Leben

Weltfrieden ist eh dabei

Ich soll mir überlegen, was ich mir für die Zukunft wünsche, und dann etwas Formschönes darüber verfassen. Das erinnert ein wenig an ein Schulaufsatzthema: „Mein schönstes Ferienerlebnis“ – „Ein Schulheft erzählt ...“ – „Warum Hierarchien wichtig sind“. Ich wäre schon damals gerne widerspenstig gewesen und hätte geschrieben: Mein schönstes Ferienerlebnis war, als ein Vogel meiner Tante aufs Kleid kackte. Oder: Ein Schulheft erzählt ... nichts, weil ein Schulheft nämlich nicht sprechen kann. Oder: Hierarchien sind überhaupt nicht wichtig, sie dienen nur zur Pflege der Eitelkeit der in den oberen Stockwerken der Hierarchien Wohnhaften. Aber ich traute mich nicht.
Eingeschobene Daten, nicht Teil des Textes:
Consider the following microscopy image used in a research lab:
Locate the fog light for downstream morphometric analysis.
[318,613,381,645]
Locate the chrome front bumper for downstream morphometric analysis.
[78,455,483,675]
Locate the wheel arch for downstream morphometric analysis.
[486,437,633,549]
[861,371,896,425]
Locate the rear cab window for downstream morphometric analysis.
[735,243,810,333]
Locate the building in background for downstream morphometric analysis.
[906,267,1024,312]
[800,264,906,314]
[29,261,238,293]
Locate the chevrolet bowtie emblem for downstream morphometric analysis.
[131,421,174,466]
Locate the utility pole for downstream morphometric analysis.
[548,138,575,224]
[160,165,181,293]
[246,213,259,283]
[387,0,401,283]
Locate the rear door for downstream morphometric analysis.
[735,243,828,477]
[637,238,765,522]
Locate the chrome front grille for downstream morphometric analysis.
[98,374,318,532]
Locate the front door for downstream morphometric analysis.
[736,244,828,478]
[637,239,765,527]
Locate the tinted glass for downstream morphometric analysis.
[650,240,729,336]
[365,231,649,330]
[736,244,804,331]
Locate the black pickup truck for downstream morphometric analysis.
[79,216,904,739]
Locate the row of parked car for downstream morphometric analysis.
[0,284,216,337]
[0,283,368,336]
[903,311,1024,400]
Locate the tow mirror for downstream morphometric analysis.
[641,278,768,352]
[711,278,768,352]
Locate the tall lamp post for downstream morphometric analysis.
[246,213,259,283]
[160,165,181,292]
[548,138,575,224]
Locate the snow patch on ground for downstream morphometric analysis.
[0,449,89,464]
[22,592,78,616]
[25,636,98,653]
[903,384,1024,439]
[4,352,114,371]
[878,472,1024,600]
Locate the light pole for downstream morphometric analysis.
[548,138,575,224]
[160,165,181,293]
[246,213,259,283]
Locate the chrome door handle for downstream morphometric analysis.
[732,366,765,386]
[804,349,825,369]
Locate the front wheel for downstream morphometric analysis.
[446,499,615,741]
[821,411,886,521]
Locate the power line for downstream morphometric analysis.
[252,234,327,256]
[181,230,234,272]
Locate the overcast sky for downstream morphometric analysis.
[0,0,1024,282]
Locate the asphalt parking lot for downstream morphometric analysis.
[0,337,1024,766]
Eines dieser genannten Themen bekam ich übrigens zur Deutschmatura. Meine Deutschprofessorin benotete nicht nach Fehlern, Schlüssigkeit der Argumentation und stilistischer Sicherheit, sondern danach, ob die im Aufsatz geäußerte Meinung der ihren entsprach. Am liebsten hatte sie ein aus dem konservativ-christlichen Denkraum gespeistes Gutmenschentum, in möglichst pathetischem Stile zum Ausdrucke gebracht, so, als wäre Hermann Hesse als Kandidat der NEOS wiedergeboren worden. Ich konnte schon damals Stile ganz gut imitieren, schrieb dementsprechend entsetzliche Aufsätze und wurde mit Einsern dafür belohnt. Gott, habe ich die Schule gehasst. Also: Was wünsche ich mir für die Zukunft? Genau genommen nichts. Was ich mir wünsche, wünsche ich mir für die Gegenwart, denn wenn Zukunft nicht zur Gegenwart wird, weicht sie ja immer weiter vor uns zurück. Ich wünsche mir, da ich beim Wünschen maßlos bin, unfassbar viel Gutes für mich und alle Menschen, und zwar sofort und für immer. Details verrate ich nicht, aber, damit meine Deutschprofessorin beruhigt ist: Weltfrieden ist eh dabei.